Performing computational science at large scale requires a resilient computing environment. Current computer systems, although generally reliable, do suffer from occasional faults. As the size of leadership high performance computing systems trends towards Exascale, the presence of faults will lead to system failures that cause fatal software failures. To mitigate against this problem requires software resilience, or "fault tolerance." One common approach is to checkpoint and restart from a known good state when an error is detected.

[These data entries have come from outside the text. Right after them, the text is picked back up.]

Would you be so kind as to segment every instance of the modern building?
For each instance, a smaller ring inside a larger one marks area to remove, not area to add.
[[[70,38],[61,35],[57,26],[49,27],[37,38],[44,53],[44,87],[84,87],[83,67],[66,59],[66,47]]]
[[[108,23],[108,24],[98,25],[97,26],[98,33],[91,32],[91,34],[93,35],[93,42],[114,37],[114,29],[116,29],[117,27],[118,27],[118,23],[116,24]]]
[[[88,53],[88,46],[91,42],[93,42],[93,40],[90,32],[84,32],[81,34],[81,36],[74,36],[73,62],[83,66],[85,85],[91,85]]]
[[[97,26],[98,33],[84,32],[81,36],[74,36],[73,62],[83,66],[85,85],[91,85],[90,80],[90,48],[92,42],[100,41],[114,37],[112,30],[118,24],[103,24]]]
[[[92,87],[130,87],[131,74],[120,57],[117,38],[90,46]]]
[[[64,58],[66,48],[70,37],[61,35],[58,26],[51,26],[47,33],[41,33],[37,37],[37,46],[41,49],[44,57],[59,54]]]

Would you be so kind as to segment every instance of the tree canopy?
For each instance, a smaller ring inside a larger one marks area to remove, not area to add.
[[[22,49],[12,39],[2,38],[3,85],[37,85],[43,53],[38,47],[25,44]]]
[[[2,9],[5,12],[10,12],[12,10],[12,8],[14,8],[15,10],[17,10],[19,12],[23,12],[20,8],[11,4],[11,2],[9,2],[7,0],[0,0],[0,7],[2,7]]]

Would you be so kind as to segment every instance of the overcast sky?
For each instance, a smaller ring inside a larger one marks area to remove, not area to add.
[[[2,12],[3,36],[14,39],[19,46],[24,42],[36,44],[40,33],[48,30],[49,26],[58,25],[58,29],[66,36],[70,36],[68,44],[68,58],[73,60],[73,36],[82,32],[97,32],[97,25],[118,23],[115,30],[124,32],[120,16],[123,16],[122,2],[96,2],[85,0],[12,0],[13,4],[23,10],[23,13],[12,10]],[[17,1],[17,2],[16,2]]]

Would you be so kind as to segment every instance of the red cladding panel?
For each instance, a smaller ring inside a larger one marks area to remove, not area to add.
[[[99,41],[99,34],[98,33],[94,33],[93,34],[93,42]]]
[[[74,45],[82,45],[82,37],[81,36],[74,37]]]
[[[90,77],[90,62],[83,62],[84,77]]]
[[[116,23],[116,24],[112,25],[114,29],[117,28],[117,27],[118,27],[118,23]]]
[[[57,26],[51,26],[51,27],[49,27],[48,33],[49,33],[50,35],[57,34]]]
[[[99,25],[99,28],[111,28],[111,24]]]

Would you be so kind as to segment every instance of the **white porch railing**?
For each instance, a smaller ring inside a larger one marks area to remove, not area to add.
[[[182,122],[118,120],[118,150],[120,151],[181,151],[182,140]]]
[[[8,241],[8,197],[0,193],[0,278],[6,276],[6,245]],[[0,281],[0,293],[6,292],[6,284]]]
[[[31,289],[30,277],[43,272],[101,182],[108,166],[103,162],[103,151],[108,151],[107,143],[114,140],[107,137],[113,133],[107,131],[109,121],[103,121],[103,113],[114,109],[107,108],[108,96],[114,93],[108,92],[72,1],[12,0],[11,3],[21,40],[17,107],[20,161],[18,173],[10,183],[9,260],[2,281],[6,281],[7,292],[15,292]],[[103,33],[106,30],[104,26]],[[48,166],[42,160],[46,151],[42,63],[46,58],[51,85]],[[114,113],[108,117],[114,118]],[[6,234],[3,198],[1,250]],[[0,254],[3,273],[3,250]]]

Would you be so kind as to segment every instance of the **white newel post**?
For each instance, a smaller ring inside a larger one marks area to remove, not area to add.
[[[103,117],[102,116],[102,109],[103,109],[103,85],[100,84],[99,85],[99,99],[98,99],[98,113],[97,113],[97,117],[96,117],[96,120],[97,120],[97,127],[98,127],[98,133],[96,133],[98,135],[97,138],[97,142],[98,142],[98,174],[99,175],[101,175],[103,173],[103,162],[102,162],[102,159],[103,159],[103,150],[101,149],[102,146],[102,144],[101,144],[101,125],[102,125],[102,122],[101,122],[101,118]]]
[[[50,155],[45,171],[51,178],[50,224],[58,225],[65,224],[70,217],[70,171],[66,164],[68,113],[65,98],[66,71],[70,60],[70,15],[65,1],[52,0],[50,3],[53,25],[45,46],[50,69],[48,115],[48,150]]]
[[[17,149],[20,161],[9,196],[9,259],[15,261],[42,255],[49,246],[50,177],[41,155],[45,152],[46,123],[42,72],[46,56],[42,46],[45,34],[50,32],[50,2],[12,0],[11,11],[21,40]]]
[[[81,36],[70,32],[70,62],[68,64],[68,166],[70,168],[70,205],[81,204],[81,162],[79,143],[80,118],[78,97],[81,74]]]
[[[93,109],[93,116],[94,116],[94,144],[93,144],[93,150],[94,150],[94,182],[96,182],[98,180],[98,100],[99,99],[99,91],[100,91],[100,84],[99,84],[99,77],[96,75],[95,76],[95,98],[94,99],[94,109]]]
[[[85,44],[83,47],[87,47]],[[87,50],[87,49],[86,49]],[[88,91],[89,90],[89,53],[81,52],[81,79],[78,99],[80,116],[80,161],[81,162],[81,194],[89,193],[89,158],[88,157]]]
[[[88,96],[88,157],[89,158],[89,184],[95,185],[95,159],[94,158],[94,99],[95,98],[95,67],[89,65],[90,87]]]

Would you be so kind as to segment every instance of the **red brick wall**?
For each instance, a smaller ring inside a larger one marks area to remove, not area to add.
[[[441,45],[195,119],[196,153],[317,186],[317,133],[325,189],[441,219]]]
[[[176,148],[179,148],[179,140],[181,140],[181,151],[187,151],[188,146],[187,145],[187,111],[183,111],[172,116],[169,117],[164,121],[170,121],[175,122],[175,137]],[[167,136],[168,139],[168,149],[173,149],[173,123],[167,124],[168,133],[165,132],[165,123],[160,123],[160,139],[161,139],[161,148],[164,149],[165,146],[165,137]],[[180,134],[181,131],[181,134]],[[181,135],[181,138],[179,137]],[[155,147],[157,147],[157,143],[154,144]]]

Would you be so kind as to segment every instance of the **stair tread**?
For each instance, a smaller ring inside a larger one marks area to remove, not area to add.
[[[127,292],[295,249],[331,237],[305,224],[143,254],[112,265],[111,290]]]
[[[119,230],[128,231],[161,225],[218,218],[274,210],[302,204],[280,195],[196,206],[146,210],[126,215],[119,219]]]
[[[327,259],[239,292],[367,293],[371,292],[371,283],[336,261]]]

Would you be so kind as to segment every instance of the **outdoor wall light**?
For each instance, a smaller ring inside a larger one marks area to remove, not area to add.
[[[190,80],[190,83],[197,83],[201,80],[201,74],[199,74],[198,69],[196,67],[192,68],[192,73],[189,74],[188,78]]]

A long-running (e.g., weeks or months) program without fault tolerance will suffer from failure-restart cycles, which introduces unacceptably lengthy, uncertain execution times, and hugely increased resource usage. In this thesis work, we explore a fault tolerance scheme based on check-point and restart that is specialized for the needs of PGAS programming models, using OpenSHMEM as a concrete implementation. Using a 1-D Jacobi code, we show that this kind of approach is scalable and can save considerable resource usage. Ideas for more general solutions and other approaches are presented as future work.